The figure gives the \((x\text-t)\) plot of a particle in a one-dimensional motion. Three different equal intervals of time are shown. The signs of average velocity for each of the intervals \(1,\) \(2\) and \(3,\) respectively are:
1. | \(-,-,+\) | 2. | \(+,-,+\) |
3. | \(-,+,+\) | 4. | \(+,+,-\) |
If a body travels some distance in a given time interval, then for that time interval, its:
1. | Average speed ≥ |Average velocity| |
2. | |Average velocity| ≥ Average speed |
3. | Average speed < |Average velocity| |
4. | |Average velocity| must be equal to average speed. |
A car moves from \(X\) to \(Y\) with a uniform speed \(v_u\) and returns to \(X\) with a uniform speed \(v_d.\) The average speed for this round trip is:
1. | \(\dfrac{2 v_{d} v_{u}}{v_{d} + v_{u}}\) | 2. | \(\sqrt{v_{u} v_{d}}\) |
3. | \(\dfrac{v_{d} v_{u}}{v_{d} + v_{u}}\) | 4. | \(\dfrac{v_{u} + v_{d}}{2}\) |
A vehicle travels half the distance \(L\) with speed \(v_1\) and the other half with speed \(v_2,\) then its average speed is:
1. | \(\dfrac{v_{1} + v_{2}}{2}\) | 2. | \(\dfrac{2 v_{1} + v_{2}}{v_{1} + v_{2}}\) |
3. | \(\dfrac{2 v_{1} v_{2}}{v_{1} + v_{2}}\) | 4. | \(\dfrac{L \left(\right. v_{1} + v_{2} \left.\right)}{v_{1} v_{2}}\) |
The coordinate of an object is given as a function of time by \(x = 7 t - 3 t^{2}\), where \(x\) is in metres and \(t\) is in seconds.
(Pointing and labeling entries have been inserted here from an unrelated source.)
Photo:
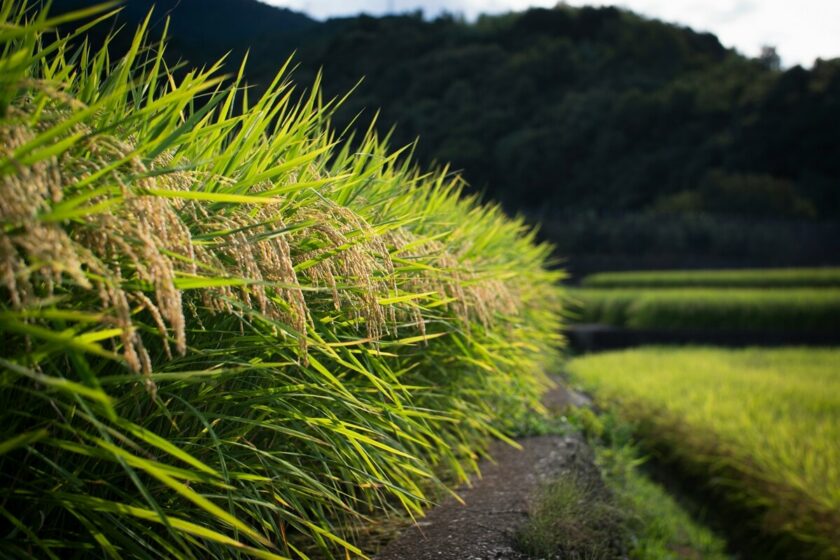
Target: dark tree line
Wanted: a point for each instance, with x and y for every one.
(560, 112)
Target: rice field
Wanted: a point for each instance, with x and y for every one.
(228, 331)
(746, 278)
(761, 426)
(773, 309)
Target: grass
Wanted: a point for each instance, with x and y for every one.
(795, 309)
(613, 510)
(760, 426)
(228, 330)
(573, 517)
(747, 278)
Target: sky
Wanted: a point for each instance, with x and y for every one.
(801, 30)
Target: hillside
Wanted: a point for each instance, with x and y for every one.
(584, 115)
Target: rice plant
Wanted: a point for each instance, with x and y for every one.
(746, 278)
(760, 426)
(757, 309)
(228, 330)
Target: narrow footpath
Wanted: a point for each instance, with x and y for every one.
(483, 527)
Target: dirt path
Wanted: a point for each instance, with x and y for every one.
(482, 528)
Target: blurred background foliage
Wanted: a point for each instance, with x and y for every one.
(592, 121)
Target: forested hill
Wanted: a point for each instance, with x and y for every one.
(564, 110)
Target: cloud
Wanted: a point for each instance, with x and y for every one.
(802, 30)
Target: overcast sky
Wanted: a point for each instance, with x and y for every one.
(801, 30)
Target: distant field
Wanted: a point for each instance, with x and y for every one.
(762, 425)
(794, 309)
(755, 278)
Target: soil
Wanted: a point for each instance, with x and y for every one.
(497, 504)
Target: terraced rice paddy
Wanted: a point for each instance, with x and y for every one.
(761, 426)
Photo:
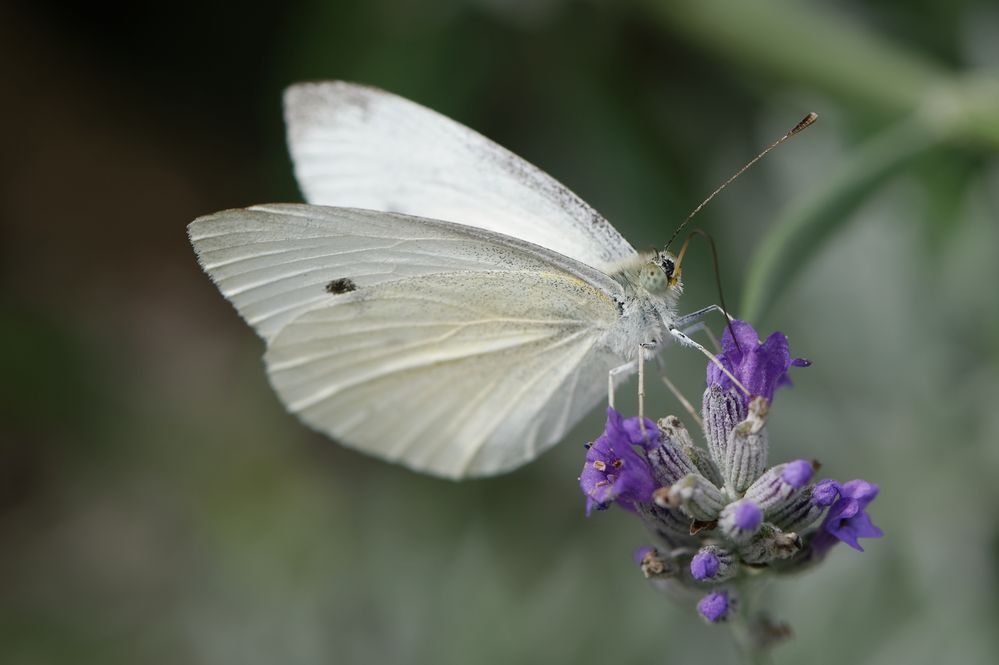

Its average velocity over the interval \(t=0\) to \(t=4\) is will be:
1. \(5\) m/s
2. \(-5\) m/s
3. \(11\) m/s
4. \(-11\) m/s
A passenger arriving in a new town wishes to go from the station to a hotel located \(10\) km away on a straight road from the station. A dishonest cabman takes him along a circuitous path \(23\) km long and reaches the hotel in \(28\) min. The average speed of the taxi is:
1. | \(30\) km/h | 2. | \(49.3\) km/h |
3. | \(55.6\) km/h | 4. | \(60\) km/h |
A particle moving in a straight line covers half the distance with a speed of \(3~\text{m/s}\). The other half of the distance is covered in two equal time intervals with speeds of \(4.5~\text{m/s}\) and \(7.5~\text{m/s}\) respectively. The average speed of the particle during this motion is:
1. | \(4.0~\text{m/s}\) | 2. | \(5.0~\text{m/s}\) |
3. | \(5.5~\text{m/s}\) | 4. | \(4.8~\text{m/s}\) |
A car is moving along a straight line, say \(OP\) in the figure. It moves from \(O\) to \(P\) in \(18\) s and returns from \(P\) to \(Q\) in \(6.0\) s. The average velocity and average speed of the car in going from \(O\) to \(P\) and back to \(Q\) respectively are:
1. \(10\) m/s & \(10\) m/s
2. \(20\) m/s & \(30\) m/s
3. \(20\) m/s & \(20\) m/s
4. \(10\) m/s & \(20\) m/s
The position of an object moving along \(x\)-axis is given by \(x=a+bt^2\), where \(a=8.5\) m, \(b=2.5 \text{ ms}^{-2}\) and \(t\) is measured in seconds. Its average velocity between \(t=2.0\) s and \(t=4.0\) s is:
1. \(10~\text{m/s}\)
2. \(15~\text{m/s}\)
3. \(20~\text{m/s}\)
4. \(25~\text{m/s}\)